Il capo della Comunità religiosa islamica nella Repubblica della Macedonia settentrionale, Reis Ulema Sulejman Efendi Rexhepi, in una campagna esclusiva per la televisione Alsat ha sottolineato che la Comunità religiosa islamica segue da vicino la situazione con il virus della corona e che rispetta le raccomandazioni del Ministero della Salute. Ha sottolineato che la preghiera della Juma dovrebbe [...]
Egli ha così sottolineato che la preghiera di Juma dovrebbe essere perdonata nella moschea, mentre altri pasti hanno suggerito che i credenti effettuano individualmente nelle loro case.

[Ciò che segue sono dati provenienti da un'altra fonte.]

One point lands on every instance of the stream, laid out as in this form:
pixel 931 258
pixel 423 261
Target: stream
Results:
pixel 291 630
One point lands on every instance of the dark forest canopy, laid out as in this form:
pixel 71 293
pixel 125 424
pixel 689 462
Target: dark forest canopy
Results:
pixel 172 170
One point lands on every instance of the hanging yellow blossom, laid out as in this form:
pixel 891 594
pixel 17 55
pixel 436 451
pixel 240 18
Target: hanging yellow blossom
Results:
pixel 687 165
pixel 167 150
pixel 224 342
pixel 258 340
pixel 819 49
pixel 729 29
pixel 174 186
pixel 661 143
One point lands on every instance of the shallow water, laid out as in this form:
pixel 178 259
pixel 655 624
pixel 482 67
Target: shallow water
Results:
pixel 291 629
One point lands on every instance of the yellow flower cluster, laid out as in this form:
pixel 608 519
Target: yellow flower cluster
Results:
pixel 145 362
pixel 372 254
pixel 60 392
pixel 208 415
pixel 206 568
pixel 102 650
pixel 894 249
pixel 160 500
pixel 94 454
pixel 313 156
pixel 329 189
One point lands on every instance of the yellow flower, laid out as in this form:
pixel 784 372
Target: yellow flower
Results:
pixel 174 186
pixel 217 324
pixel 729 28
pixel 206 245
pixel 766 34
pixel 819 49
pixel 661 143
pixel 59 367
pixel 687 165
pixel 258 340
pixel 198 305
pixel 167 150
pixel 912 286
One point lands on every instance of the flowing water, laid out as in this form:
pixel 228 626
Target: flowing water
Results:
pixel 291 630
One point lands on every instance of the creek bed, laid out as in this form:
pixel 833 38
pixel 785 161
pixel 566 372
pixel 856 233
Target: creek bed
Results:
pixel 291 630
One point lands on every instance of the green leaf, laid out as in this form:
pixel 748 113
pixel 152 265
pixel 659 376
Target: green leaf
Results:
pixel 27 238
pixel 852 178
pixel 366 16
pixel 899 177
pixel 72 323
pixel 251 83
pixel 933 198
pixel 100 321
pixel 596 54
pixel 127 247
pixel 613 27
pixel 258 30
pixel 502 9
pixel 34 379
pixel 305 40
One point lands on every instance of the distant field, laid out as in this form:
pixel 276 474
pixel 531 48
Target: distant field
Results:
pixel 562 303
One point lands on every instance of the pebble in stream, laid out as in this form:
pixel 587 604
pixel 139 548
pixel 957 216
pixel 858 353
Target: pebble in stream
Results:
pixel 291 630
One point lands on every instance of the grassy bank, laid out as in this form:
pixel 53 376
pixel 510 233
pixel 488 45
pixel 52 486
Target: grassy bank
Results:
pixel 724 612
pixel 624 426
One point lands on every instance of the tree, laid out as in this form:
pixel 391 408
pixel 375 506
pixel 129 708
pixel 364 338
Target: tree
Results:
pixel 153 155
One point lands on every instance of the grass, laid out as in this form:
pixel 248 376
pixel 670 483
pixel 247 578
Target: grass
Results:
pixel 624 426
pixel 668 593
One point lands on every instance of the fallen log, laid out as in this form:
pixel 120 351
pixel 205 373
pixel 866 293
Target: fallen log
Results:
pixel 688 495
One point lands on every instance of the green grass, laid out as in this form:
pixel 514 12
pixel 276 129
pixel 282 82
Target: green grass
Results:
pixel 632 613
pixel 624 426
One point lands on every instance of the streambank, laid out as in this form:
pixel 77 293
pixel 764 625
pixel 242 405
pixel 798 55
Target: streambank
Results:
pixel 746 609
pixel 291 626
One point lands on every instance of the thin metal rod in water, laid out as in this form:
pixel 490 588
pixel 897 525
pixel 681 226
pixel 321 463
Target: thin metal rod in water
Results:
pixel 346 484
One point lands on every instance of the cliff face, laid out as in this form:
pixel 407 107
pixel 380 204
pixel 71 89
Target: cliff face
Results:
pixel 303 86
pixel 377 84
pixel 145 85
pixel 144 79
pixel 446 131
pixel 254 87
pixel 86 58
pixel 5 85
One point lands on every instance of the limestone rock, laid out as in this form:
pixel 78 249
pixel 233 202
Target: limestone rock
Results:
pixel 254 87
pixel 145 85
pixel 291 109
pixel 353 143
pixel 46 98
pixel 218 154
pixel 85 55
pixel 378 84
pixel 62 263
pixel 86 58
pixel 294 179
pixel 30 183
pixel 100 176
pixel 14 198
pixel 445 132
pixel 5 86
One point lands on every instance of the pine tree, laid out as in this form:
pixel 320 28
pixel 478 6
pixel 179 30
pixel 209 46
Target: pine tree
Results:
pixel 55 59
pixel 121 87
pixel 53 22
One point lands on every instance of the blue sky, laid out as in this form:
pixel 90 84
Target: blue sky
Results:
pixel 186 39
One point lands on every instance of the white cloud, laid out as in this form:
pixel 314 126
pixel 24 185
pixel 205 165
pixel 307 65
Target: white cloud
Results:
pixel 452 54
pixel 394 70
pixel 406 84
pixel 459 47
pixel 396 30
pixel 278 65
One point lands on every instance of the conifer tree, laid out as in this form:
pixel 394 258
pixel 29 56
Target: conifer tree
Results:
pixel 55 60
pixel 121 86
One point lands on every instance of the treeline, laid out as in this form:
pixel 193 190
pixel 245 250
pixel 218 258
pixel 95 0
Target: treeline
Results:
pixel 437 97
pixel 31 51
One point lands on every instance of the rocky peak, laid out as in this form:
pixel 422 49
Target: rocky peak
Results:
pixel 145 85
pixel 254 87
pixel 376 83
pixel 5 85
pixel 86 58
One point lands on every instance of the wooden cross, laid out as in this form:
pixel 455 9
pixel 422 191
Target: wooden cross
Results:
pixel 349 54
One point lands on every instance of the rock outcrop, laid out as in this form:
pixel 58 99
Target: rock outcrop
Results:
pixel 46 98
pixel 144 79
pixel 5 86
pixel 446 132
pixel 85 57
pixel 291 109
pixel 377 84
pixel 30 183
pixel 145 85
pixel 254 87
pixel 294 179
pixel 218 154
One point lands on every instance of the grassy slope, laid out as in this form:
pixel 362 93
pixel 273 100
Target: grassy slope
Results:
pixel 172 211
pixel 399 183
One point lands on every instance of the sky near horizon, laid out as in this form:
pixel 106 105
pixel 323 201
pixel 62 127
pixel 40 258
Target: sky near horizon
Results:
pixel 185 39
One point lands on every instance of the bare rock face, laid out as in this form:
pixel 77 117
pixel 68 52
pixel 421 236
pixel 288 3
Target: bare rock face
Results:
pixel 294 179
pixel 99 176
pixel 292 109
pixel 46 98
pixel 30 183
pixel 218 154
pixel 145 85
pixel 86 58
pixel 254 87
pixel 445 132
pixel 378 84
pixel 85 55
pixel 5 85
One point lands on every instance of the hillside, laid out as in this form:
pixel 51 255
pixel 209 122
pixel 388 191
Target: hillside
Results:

In una conclusione del Ministero della Salute, è sottolineato che qualsiasi luogo pubblico che possono aderire può incontrare più di mille persone, c'è la possibilità che qualcosa può essere disegnato e trasportato per quanto riguarda il virus Corona. Ci possono essere 100, 200, 300 persone nelle nostre moschee che perdonano June. Per quanto riguarda altri pasti, la nostra preferenza è, più è necessario per i credenti per portarli a casa individualmente. Tutti gli affari sono nella preghiera della Camera di Ju'a: è certo che ci sarà perdono per lui, e una guida. E quello che voglio sottolineare con questo caso, nessuno deve pensare che in Giamaica, si accende qualsiasi possibilità che il virus possa diffondersi lì. Tutte le moschee sono giornaliere con”, ha detto Sulejman Rexhepi, presidente della Comunità religiosa islamica della Repubblica della Macedonia settentrionale.
Tuttavia, la completa chiusura delle moschee sotto Reiss causerebbe il panico nei cittadini.
Se noi come BFI usciamo per chiudere le moschee, prima di tutto, non va bene, islamicamente non va bene e sono impressionato che poi coltiviamo il problema del panico, o coltiviamo il panico è peggio del virus Corona±x0>, ha detto Sulejman Rexhepi, presidente della Comunità islamica della Repubblica della Macedonia settentrionale.